I realized recently that I’ve conveyed a Google-dependence along to my kids. Not intentionally so. Actually, it was often done with good intentions: Which weighs more…our van or an elephant? Or, how long is a narwhal’s tusk? The problem became that we stop thinking and just start waiting for Google to answer. Guessing, problem-solving, and thinking hard ceased.
I probably should’ve come upon that problematic realization, developed a strategy for beginning to counteract it, and then moved to implementation, but that’s not how things unfolded. Instead, I had a bit of an epiphany in the midst of a recent treasure hunt that had the kids stuck.
It’d been awhile since we’d done this activity and given the increase in age and general smarts since our last hunt, I decided it was time to ramp up the difficulty level. So my clues were far more opaque than normal. Some had what seemed to be an obvious answer, which wasn’t in fact correct. Some even had a couple possible correct answers and would require elimination work to arrive at the correct one. The result being, my kids got stuck.
In moments like these, I often spring to provide hints and clues, but perhaps buoyed by a bit more stubbornness than usual (can we call it, dad-grit?), I stayed quiet…and they eventually figured it out. I’ve thought about that day frequently (and we’ve done a few more graduate-level treasure hunts since) and have come to five arguments in defense of (temporary) confusion:
- Patience. When advanced clues arrived on the scene, there was minimal patience. I don’t know was a familiar phrase followed by an expectant look in my direction. But we learned (myself included) that it’s okay to not know immediately as long as you don’t give up (see: Grit).

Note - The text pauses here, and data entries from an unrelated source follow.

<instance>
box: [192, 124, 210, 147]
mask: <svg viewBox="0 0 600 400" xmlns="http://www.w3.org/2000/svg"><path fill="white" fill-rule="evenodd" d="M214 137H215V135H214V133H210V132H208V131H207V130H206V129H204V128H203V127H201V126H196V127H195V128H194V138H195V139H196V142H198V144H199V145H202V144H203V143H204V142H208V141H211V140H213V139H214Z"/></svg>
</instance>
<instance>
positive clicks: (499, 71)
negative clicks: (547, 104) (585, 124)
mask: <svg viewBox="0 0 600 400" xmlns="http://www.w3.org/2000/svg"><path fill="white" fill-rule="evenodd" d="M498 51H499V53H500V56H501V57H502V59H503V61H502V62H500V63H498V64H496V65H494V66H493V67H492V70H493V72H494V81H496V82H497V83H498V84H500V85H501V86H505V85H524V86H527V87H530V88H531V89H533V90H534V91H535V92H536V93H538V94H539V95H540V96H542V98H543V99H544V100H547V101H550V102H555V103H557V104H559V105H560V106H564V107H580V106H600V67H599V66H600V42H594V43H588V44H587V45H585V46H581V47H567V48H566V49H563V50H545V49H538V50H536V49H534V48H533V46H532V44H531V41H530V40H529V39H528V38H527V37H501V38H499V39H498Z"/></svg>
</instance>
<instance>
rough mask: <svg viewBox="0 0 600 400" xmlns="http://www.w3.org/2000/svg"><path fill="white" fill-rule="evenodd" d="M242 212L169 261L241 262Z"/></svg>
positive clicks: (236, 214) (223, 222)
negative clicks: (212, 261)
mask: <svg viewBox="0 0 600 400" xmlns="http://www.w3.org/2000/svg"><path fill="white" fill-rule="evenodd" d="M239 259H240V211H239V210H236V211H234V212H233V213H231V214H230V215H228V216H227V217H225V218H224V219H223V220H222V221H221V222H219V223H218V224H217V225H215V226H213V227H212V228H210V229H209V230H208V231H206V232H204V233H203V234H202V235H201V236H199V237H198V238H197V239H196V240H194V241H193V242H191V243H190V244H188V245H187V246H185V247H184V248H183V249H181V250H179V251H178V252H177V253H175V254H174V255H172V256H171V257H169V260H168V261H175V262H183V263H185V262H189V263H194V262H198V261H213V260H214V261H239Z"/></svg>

- Teamwork. My hunters each take turns receiving a clue (which allows me to adjust clue difficulty for the upper and lower age range) and one of our rules is that help can be given by fellow hunters only when it’s requested. So after some patience and guesswork don’t yet yield the next clue, teammates can then be leaned upon. The kids have learned to talk through ideas and suggestions, and work together…without me falling back on the parental cliche, You need to work together on this. They even begin to develop clues of their own if they don’t want to completely give away something they’ve already figured out.
- Grit. We’ve written before about developing grit in your kids and if confusion is to be temporary, it’s going to require some grit. Some not giving up when you feel stuck. Some mistakes followed by a resolve to keep going. (Hey, while we’re at it, I’ll take a dose of that myself.)
- Satisfaction of Success. Easy or hard-won success? Coasting to the prize without mistakes or completing a strenuous task with some missteps along the way? There’s no comparison in the satisfaction between the two.
- Reference Point. Dad, remember my hardest clue? I had no idea what it was at first! For days post-hunting the kids are still reveling in the hardest clues. Not the (delicious) treasure they eventually found. Not the clue that they figured out right away. The hardest one. It’s a reference point for when every synapse was firing, when they struggled, and when they didn’t give up. And it’s what they remember.
We found that even something as simple as a difficult treasure hunt can start to chip away at that Google-dependence and encourage problem-solving and thinking hard. And the truth is I’ve realized that’s a dependence most prominent in me. So for as important as it is to get the kids back to patient, careful thinking, I’m pretty sure I need that dose of (temporary) confusion myself — and the thinking it encourages — for all those same reasons.
Quite a few of our Favorites involve a bit of (temporary) confusion: wondering where the plot of a book will go, pondering how to best to play a game, or struggling to master a new art skill.